ARISE Maps the State of Clinical AI

There have probably been hundreds of reports on the medical AI landscape, but there’s only been one State of Clinical AI from the rockstar team at ARISE.

The AI opus delivers the most complete review we’ve seen of a field that’s moving faster than its evaluation practices. It looked at the most influential clinical AI studies from 2025 to answer a trio of important questions:

  • Where does AI meaningfully improve care once it leaves research settings?
  • Where does performance break down?
  • Where do risks remain underexamined?

ARISE brought the heat. The Stanford-Harvard research network produced more highlights than we could count, but here’s a roundup of some of our favorites.

Impressive results in narrow evaluations. AI models have shown “superhuman performance” in research settings, but these results often depend on how narrowly the problem is framed. 

  • In one study, researchers modified standard medical multiple-choice questions so that the correct answer became “none of the other answers.” The clinical reasoning required to solve the question didn’t change. Model performance did. Accuracy dropped sharply across leading AI models, in some cases by over a third.

AI clearly helps prediction at scale. Although diagnostic reasoning was a mixed bag, several studies demonstrated that AI excels at identifying early warning signals from large datasets.

  • A hospital-based study found that a model trained on continuous wearable vital signs predicted patient deterioration up to 24 hours before standard alerts, identifying patients at risk for ICU transfer, cardiac arrest, or death while there was still time to intervene.

Most studies still don’t resemble the reality of healthcare. Clinical work has little to do with answering exam questions, and much to do with reviewing charts, coordinating care, and deciding when not to intervene.

  • A review of 500+ studies found that nearly half of them tested models using medical exam-style questions. Only 5% used real patient data, very few measured whether the models recognized uncertainty, and even fewer examined bias or fairness.

Now what? ARISE offered a few focus areas for 2026 that hit the center of the bullseye for building trust in the latest AI models.  

  • Evaluate models using real-world scenarios to drive evidence-based medicine.
  • Prioritize human-computer interaction design as much as primary outcomes.
  • Measure uncertainty, bias, and harm – especially when it comes to patient-facing AI.

The Takeaway

Healthcare AI has arrived, and ARISE made it clear that innovation won’t be driven by newer models alone. It will depend on whether health systems, researchers, and regulators are willing to apply the same evidence standards to AI that they expect out of any other clinical solution.

Foundation Models Can Compromise Patient Privacy

Foundation models trained on EHR data hold massive potential for clinical applications, but a new study out of MIT shows that they might have just as much potential to violate patient privacy.

Generalized knowledge makes better predictions.

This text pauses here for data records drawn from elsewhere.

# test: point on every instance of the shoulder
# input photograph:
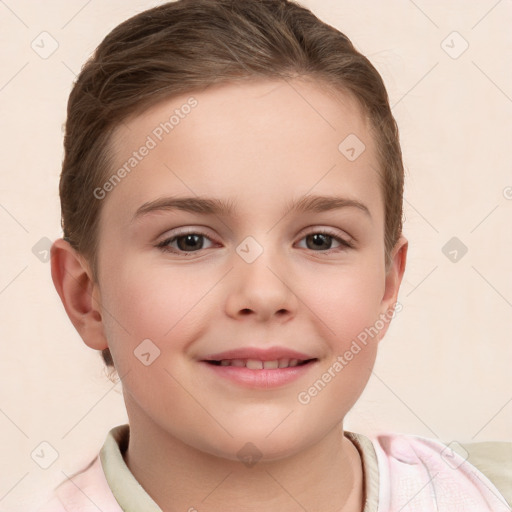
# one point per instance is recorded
(470, 476)
(85, 491)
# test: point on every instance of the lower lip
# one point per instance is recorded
(265, 379)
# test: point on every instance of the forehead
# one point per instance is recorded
(254, 143)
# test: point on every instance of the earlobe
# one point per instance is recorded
(393, 280)
(79, 294)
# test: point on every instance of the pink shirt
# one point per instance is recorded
(402, 473)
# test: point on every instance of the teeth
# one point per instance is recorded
(256, 364)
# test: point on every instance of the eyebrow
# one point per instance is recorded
(214, 206)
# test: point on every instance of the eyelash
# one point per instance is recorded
(164, 244)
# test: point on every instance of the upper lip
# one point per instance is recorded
(261, 354)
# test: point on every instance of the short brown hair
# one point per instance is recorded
(186, 45)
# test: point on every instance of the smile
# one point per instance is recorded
(256, 364)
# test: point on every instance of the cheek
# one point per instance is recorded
(140, 303)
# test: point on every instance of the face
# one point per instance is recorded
(244, 276)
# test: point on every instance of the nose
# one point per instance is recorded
(262, 289)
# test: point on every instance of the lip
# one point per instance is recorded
(264, 378)
(263, 354)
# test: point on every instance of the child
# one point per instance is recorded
(257, 132)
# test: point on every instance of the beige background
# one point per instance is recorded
(444, 368)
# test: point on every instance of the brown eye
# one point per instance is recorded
(322, 241)
(184, 243)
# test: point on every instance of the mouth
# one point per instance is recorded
(257, 364)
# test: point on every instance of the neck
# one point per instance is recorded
(326, 476)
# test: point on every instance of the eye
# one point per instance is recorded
(193, 241)
(323, 240)
(186, 242)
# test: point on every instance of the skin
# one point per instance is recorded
(259, 145)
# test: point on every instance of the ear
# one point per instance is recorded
(394, 275)
(79, 294)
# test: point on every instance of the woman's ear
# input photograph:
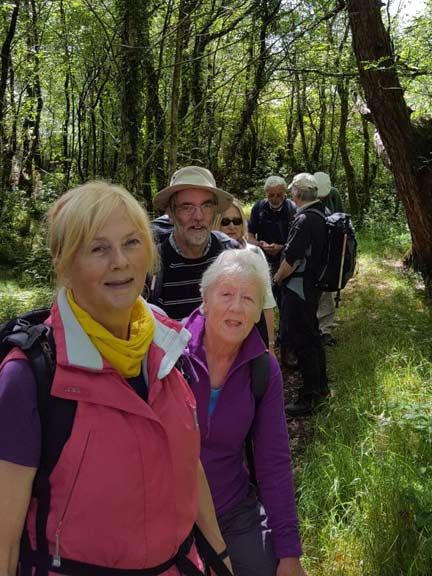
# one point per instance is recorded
(204, 308)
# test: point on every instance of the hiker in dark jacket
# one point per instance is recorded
(128, 486)
(298, 273)
(221, 357)
(192, 201)
(326, 312)
(234, 224)
(270, 221)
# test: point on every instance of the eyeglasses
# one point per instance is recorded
(235, 221)
(206, 208)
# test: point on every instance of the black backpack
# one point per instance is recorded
(341, 253)
(29, 333)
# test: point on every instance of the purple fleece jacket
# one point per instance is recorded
(224, 432)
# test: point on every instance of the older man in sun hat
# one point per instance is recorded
(191, 201)
(303, 258)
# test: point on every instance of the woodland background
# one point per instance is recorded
(129, 90)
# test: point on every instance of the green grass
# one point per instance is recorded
(14, 299)
(365, 490)
(365, 485)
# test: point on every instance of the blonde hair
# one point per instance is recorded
(77, 215)
(237, 204)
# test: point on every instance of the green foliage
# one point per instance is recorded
(385, 220)
(365, 492)
(15, 299)
(22, 244)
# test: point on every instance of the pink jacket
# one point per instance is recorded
(124, 491)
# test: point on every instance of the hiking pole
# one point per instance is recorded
(337, 299)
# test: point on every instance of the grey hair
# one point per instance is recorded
(273, 181)
(237, 263)
(305, 194)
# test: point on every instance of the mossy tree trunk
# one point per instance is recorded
(384, 96)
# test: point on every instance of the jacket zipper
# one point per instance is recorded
(56, 559)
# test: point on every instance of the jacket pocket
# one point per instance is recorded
(68, 498)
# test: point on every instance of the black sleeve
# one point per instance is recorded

EHR foundation models normally draw on a collection of de-identified patient records to produce their outputs.

  • That’s not a problem on its own, but unintended “memorization” also allows these models to serve answers based on a single record from their training data. 

Therein lies the problem. To quantify the risk of these models revealing sensitive information, MIT researchers developed structured tests to determine how easily an attacker with partial knowledge of a patient – think lab results or demographic details – could extract further identifiable info through targeted prompts.

The tests measured memorization as a function of: 

  • the amount of information an attacker needs to reveal information
  • the risk associated with the revealed information

What did they find? After validating the tests using EHRMamba, an EHR foundation model with publicly available training data, the researchers reached a pair of conclusions that weren’t too surprising to see.

  • The more information attackers have on a patient, the greater their privacy risk.
  • Some patients, particularly those with rare conditions, are more susceptible.

Not all information is harmful. The researchers found that some details, such as a patient’s age or gender, present a relatively lower risk in the event of a data breach. 

  • This info wasn’t very helpful in targeted prompts that probed the model for memorized records, and it isn’t very damaging if the answers reveal it.
  • Other info, such as a rare disease diagnosis, was flagged as significantly more harmful. It posed a higher risk of getting the model to expose patient-specific details (especially in combination with other identifiers), and it can be especially sensitive if revealed through probing.

The Takeaway

EHR foundation models need some degree of memorization to solve complex tasks, but memorizing and revealing patient records is obviously out of the question. The tradeoff between performance and privacy is an ongoing challenge, but MIT just delivered a framework for evaluating some of the risks that can help strike the right balance.

OpenAI Jumps Into Healthcare Arena With ChatGPT Health

If OpenAI wasn’t already a major healthcare player, the launch of ChatGPT Health definitely just made it one.

It’s the gamechanger everyone saw coming. OpenAI even teed up the launch with a report showing that 40M people are already using ChatGPT for healthcare advice on a daily basis. 

ChatGPT Health is about to take that a massive step further. 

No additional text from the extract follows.